Samstag ist auch WM-Achtelfinale. Je nach dem wer spielt könnte man auch in einen Biergarten mit Leinwand gehen. 

Vielleicht wird ja auch in der FH etwas vorbereitet?

----------

## slick

siehe eigenem Thread zur FrOSCon

----------

## Sourcecode

steht in Zukunft mal wieder n Treffen an?
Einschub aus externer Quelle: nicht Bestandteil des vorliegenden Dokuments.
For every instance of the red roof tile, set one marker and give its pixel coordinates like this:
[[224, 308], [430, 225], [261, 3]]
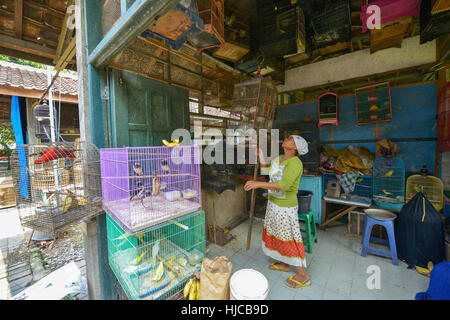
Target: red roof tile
[[25, 77]]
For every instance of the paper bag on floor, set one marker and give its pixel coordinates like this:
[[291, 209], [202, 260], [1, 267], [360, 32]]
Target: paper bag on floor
[[215, 279]]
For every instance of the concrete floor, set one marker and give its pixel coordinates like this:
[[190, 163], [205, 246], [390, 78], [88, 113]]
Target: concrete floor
[[15, 278], [336, 268]]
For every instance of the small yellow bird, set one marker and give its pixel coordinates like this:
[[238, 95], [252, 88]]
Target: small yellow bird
[[156, 185], [426, 272], [137, 261], [174, 143]]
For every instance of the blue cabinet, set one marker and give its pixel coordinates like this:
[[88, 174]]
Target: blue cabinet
[[313, 184]]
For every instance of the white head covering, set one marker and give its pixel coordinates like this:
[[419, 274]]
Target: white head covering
[[301, 144]]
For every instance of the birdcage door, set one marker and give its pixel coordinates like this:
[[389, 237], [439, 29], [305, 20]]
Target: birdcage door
[[145, 111]]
...würde auch teilnehmen wollen tun  :Wink: 

----------

## slick

Habe auf der FrOSCon kurz mit UTgamer gesprochen, der wäre auch wieder dabei. Was machen wir denn? Mal wieder dem Chinesen die Küche leer futtern oder Anarcho besuchen fahren?  :Wink:  Mir würde es ab 11.07. wieder passen. 

Vorschläge?

----------

## Sourcecode

...wenn das Wetter an dem Tag passt könnte man auf den Poller Wiesen sich ne runde hinsetzen, das passt doch, ansonsten  Irish pub o.ä  :Smile: 

----------

## chrib

 *slick wrote:*   

> Habe auf der FrOSCon kurz mit UTgamer gesprochen, der wäre auch wieder dabei. Was machen wir denn? Mal wieder dem Chinesen die Küche leer futtern oder Anarcho besuchen fahren?  Mir würde es ab 11.07. wieder passen. 

 

Also dem Chinamenschen die Küche leerfressen hätte was.

----------

## dertobi123

Ja, durchaus   :Cool: 

----------

## Pylon

So, ich betreibe mal ein wenig Thread-Hijacking  :Wink: 

In #gentoo.de kam die Idee auf, am 29. Juli (ein Samstag) einen Treff zu veranstalten.  Da in dem Channel eh etliche Leute aus dem C4 abhängen, die an einem Samstagabend meist nichts anderes zu tun haben, als sich bei Club-Mate und fritz-kola ihrem System zu widmen, machen wir doch einfach die Tür auf und lassen noch weitere Interessierte in den Clubraum.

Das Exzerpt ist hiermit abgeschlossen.